At the time of writing (Aeron 1.47.0), a RecoveryPlan contains the following information:
RecoveryPlan
long lastLeadershipTermId most recent leadership term in the Log
long lastTermBaseLogPosition the position at the start of that leadership term
long appendedLogPosition last position written to the Log
long committedLogPosition last known commit (consensus) position
List<Snapshot> most recent snapshots for the consensus module and services
long recordingId to identify the Recording in the Archive
long leadershipTermId in which the snapshot was taken
long termBaseLogPosition position of the log over leadership terms at the beginning of this term
long logPosition position reached when the entry was snapshot was taken
long timestamp when the snapshot was taken
int serviceId of the service that was snapshotted
Log appended local log details
long recordingId for the recording in an archive
long leadershipTermId identity for the leadership term
long termBaseLogPosition log position at the base of the leadership term
long logPosition position the log has reached for the term
long startPosition of the recording captured in the archive
long stopPosition of the recording captured in the archive
int initialTermId of the stream captured for the recording
int termBufferLength of the stream captured for the recording
int mtuLength of the stream captured for the recording
int sessionId of the stream captured for the recording
RecoveryState Counter¶
The RecoveryState Counter is a temporary Counter that is created by the ConsensusModuleAgent to pass recovery information to the Clustered Service(s).
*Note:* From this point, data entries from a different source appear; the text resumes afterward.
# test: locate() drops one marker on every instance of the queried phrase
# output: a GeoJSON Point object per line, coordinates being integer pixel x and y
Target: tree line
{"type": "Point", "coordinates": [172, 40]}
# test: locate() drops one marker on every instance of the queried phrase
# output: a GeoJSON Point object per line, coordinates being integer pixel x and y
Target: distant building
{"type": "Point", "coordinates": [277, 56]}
Once the ConsensusModuleAgent and Clustered Service(s) have loaded their Snapshots, the Counter is deleted.
It contains the following fields:
- Leadership Term ID
- Log position for Snapshot
- Timestamp at beginning of Recovery
- Cluster ID
- Count of Services
- Snapshot Recording ID (Service ID 0..n)
Final Structure¶
We haven't discussed Elections or Client connections yet, but in order to keep the diagram on the same page so you can compare it with those above, here is what the Consensus Module looks like when it's in full flight, having completed an Election and accepted some Client connections.
After the Election:
- the Election object is no longer present
- the RecoveryPlan sticks around, but isn't used much
- each member has a Consensus connection from the others, so there is a consensus log buffer for each
- each member subscribes to the Ingress, so it has an Ingress Subscription
- when a client connects to the leader, it creates a ClusterSession for it (discussed later), it has an Ingress log buffer for the connection, and an Egress Publication and Egress log buffer
- the leader has a Log Publication and a single Log log buffer (it uses Multi-Destination Cast to send from one log buffer to multiple followers)
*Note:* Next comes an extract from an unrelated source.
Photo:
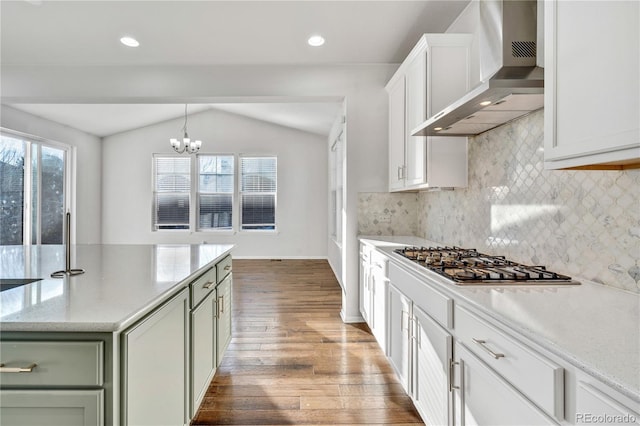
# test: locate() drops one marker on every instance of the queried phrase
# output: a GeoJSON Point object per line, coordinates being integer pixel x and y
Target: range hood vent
{"type": "Point", "coordinates": [507, 43]}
- the Clustered Service has started and created a Publication for the ConsensusModule stream, so there is a log buffer for the Consensus Module Subscription
- followers have a Log Subscription, which has a Log log buffer (click the tab below the diagram)
The leader has a Log Publication for publishing Log messages, and Egress Publications for publishing Egress messages to any connected clients. It has a LogAdapter, but it isn't used as it doesn't subscribe to Log messages.
The follower has a Log Subscription for its LogAdapter, which it uses to receive Log messages from the leader.